Antillena rickwesti is a species of spider belonging to the family Theraphosidae, the tarantulas. This species is endemic to the Dominican Republic.

==Taxonomy==
Antillena rickwesti was first formally described in 2013 by Rogério Bertani and Jeremy Huff, as Avicularia rickwesti. Only the female was known. The specific name recognizes the contributions to the study of the family Theraphosidae by Rick C. West. At the time of description, it was noted that the species was "very distinct" from others in the genus Avicularia, but no alternative generic placement seemed better.
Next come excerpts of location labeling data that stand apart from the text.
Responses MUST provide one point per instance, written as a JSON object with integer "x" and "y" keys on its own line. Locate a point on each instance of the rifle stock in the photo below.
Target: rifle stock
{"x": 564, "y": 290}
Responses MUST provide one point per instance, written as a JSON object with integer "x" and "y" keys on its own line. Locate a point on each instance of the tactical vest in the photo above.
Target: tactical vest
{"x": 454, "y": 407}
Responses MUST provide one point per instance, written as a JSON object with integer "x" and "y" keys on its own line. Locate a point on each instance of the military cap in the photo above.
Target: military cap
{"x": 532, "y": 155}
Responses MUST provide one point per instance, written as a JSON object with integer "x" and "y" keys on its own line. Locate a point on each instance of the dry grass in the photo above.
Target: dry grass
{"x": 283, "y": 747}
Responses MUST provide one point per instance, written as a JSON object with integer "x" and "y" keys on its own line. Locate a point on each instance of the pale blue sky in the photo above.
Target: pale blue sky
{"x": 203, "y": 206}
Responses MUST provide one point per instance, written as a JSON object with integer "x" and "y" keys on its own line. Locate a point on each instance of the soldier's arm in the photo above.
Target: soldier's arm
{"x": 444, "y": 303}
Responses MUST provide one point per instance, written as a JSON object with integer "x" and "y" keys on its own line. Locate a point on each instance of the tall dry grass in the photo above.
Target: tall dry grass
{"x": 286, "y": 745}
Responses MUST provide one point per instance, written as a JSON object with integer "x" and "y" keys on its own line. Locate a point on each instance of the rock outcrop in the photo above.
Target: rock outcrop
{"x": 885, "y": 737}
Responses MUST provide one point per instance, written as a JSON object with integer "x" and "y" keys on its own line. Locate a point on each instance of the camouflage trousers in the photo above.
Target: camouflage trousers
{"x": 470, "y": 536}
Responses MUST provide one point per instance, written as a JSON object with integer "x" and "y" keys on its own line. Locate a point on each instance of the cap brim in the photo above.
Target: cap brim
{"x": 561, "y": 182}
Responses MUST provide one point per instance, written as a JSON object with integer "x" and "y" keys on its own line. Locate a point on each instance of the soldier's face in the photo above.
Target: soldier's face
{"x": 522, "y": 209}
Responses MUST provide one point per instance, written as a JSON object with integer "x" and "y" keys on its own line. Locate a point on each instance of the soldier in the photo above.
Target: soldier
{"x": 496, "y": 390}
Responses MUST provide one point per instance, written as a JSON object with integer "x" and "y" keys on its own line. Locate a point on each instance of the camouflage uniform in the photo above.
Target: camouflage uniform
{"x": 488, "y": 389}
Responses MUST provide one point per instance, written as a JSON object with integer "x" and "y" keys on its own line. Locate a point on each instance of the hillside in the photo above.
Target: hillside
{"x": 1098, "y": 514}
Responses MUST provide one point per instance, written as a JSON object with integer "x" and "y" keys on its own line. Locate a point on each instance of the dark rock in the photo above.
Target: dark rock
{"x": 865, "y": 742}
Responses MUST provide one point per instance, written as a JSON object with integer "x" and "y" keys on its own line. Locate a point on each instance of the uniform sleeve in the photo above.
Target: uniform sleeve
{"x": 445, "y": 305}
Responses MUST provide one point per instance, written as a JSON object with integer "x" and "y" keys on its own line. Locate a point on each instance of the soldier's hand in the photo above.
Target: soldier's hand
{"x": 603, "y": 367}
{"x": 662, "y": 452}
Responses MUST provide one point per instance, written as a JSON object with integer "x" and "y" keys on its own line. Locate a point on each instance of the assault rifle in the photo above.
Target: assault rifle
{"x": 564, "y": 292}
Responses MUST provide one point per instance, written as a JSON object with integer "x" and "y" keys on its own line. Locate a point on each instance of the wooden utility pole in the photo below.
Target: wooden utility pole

A phylogenetic study published in 2017 suggested that the species was sufficiently distinct from Avicularia to be placed in a separate new genus, Antillena. A second species of Antillena spider, A. miguelangeli, was described in 2017, also from the Dominican Republic.

==Etymology==
Antillena rickwesti is the type species of the genus Antillena, this name refers to the Antilles, where the species' only known locality, the Dominican Republic, is located. The specific name as an eponym, honoing the Canadian arachnologist Rick C. West for his contributions to te study of the taxonomy and biology of the spiders in the family Theraphosidae.

==Description==
Antillena rickwesti was identified as a new species because it differed from other species in Avicularia the possessing two extremely short and broad spermathecae, each with a width approximately twice its length and a highly scleroticized outer half. The species also possesses spinelike setae on the leg coxae.

==Distribution==
Antillena rickwesti is endemic to the Dominican Republic on Hispaniola. The holotype collected from Jaragua National Park in Pedernales Province, subsequently specimens have been collected from Independencia Province, Peravia Province, Azua Province and Barahona Province.